Este Blog retratará o descaso com a Defesa Civil no Brasil; a falta de políticas específicas; o sucateamento dos Corpos de Bombeiros; os salários baixos; a legislação ambiental benevolente; a negligência na fiscalização; os desvios de donativos e recursos; os saques; a corrupção; a improbidade; o crime organizado e a inoperância dos instrumentos de prevenção, controle e contenção. Resta o sofrimento das comunidades atingidas, a solidariedade consciente e o heroísmo daqueles que arriscam a vida e suportam salários miseráveis e péssimas condições de trabalho no enfrentamento das calamidades e sinistros que assolam o povo brasileiro.

domingo, 29 de setembro de 2013

É POSSÍVEL EVITAR AS TRAGÉDIAS. POR QUE O BRASIL NÃO FAZ ISSO?

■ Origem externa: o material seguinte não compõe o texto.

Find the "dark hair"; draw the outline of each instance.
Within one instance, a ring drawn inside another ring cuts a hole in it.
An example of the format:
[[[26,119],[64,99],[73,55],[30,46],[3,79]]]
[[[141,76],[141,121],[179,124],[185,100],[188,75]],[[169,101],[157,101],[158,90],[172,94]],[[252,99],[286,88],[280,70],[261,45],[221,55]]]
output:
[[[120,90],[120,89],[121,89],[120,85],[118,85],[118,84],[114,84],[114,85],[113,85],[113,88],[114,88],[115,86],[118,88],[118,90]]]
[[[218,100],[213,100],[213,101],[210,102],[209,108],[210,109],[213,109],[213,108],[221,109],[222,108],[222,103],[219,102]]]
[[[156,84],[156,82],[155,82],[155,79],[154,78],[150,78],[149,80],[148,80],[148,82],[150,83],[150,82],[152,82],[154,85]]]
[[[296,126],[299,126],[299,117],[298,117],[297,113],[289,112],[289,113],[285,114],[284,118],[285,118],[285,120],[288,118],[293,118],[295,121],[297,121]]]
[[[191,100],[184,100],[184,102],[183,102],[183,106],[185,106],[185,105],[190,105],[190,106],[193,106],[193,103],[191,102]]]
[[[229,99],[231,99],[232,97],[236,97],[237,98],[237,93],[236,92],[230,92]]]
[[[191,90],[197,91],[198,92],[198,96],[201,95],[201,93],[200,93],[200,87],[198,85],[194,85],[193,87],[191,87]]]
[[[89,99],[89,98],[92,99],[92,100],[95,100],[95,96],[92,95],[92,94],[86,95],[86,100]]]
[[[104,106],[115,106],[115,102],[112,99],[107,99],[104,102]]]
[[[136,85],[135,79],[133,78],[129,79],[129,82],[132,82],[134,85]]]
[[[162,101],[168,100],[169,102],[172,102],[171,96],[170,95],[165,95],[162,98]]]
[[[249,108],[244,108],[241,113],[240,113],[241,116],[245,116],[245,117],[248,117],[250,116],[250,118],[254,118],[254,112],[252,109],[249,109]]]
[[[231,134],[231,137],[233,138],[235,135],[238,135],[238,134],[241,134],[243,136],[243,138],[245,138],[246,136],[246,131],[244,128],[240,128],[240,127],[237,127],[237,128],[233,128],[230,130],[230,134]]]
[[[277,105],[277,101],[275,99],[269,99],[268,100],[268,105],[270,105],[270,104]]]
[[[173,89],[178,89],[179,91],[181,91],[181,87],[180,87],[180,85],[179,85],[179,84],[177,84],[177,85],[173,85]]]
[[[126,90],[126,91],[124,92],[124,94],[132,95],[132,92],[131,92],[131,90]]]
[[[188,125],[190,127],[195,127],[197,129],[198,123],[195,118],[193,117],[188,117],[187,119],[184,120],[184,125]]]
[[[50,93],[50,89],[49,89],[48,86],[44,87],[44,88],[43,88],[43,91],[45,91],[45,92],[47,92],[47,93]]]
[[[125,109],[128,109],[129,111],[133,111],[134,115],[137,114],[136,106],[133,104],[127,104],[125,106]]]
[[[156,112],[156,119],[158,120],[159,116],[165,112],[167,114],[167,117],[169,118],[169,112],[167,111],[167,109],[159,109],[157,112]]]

REVISTA ISTO É N° Edição: 2289 | 27.Set.13


É possível evitar

Tragédias provocadas por fenômenos como o tornado em São Paulo e as chuvas no Sul do País poderiam ser contidas com mais radares meteorológicos e um sistema eficiente de retirada da população das zonas de risco. Por que o Brasil não faz isso?

Natália Mestre


Na semana passada, o Brasil se viu diante de fenômenos climáticos extremos. Enquanto a pequena Taquarituba, distante 328 km de São Paulo, era devastada por um tornado com ventos acima de 138 km/h – duas pessoas morreram, 64 ficaram feridas e mais de 500 casas foram atingidas –, o Sul do País era castigado pelas águas. No Paraná, choveu em três dias mais do que o esperado para todo o mês de setembro, afetando 60 mil pessoas. Em Santa Catarina, 50 cidades decretaram estado de emergência e outras cinco, de calamidade pública. No Rio Grande do Sul, 2,2 mil pessoas ficaram desalojadas.


DESTRUIÇÃO
Tornado devastou Taquarituba (SP): cidade não está no
raio de cobertura de nenhum radar meteorológico

Embora seja impossível evitar episódios dessa intensidade, o impacto deles poderia ser bem menor e vidas seriam salvas se o País lidasse com esses eventos de forma mais eficiente. O número de radares meteorológicos em operação no Brasil, equipamento que detecta tanto tempestades quanto tornados, está muito longe do ideal. Existem 30 no Brasil, segundo o Instituto Nacional de Meteorologia (INMET) – os Estados Unidos possuem mais de 150 e o Japão, com uma área aproximada à do Estado de São Paulo, tem cerca de 20. “A rede é muito aquém do ideal, o que dificulta um monitoramento adequado”, afirma Daniel Henrique Candido, doutor em Geografia pela Universidade Estadual de Campinas (Unicamp). Além disso, eles são descentralizados. A maioria é da Rede de Meteorologia do Comando da Aeronáutica (REDEMET), um órgão nacional, mas outros são administrados por prefeituras, governos estaduais, universidades e até instituições privadas, o que dificulta o funcionamento integrado.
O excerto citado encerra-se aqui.